普通のミステリー小説は、大体400ページ前後に収まっています。
400字詰めの原稿用紙で400枚ぐらい。それは、出版社がその量を求めてくるからです。
だから、600ページを超えるような大作には、なかなかお目にかかれません。飽きますからねぇ、内容がないと。
しかしながら、それだけの場所を与えられると、大勢の登場人物が躍動して、時間の幅もたっぷり持たせることができます。
なので、いい作品も多い。アラカルトとフルコースの違いのようなものです。
ただし、読み手にもそれなりの体力と技量が求められます。
単行本のオーバー600ページは、重量を伴うので、読み始める前は潜水をするみたいに息を大きく吸い込みます。

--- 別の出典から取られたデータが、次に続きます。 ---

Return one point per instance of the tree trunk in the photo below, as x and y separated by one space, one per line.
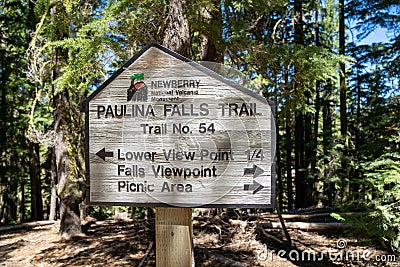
343 104
53 189
68 189
301 194
288 146
176 33
36 186
174 234
327 138
211 33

奧田英朗の最新作『リバー』(集英社)は、648ページ。群馬県と栃木県にまたがる河川敷で起きた連続殺人事件に容疑者が3人現れます。それぞれに、暗い背景を持ちながら、なかなか決定だとなるような尻尾を出さない。こういうとき、警察の所管が分かれていると情報共有がされにくいってこともあるでしょう。被害者遺族にしても、犯人が逮捕されないことで悶々とするし、知られたくないことをマスコミに書かれて一方的に傷つくってのもあります。そういうのの描き方がウマいんだなぁ、奧田英朗。そりゃあ600ページ必要です。
容疑者それぞれの暗い部分も全く違うし、追う側の警察や新聞社、それに被害者家族にしても正義感が同じではありません。人はいろいろです。
ってことが、ギュッと詰め込まれています。最後がちょっと物足りなかったけど堂々の90点です。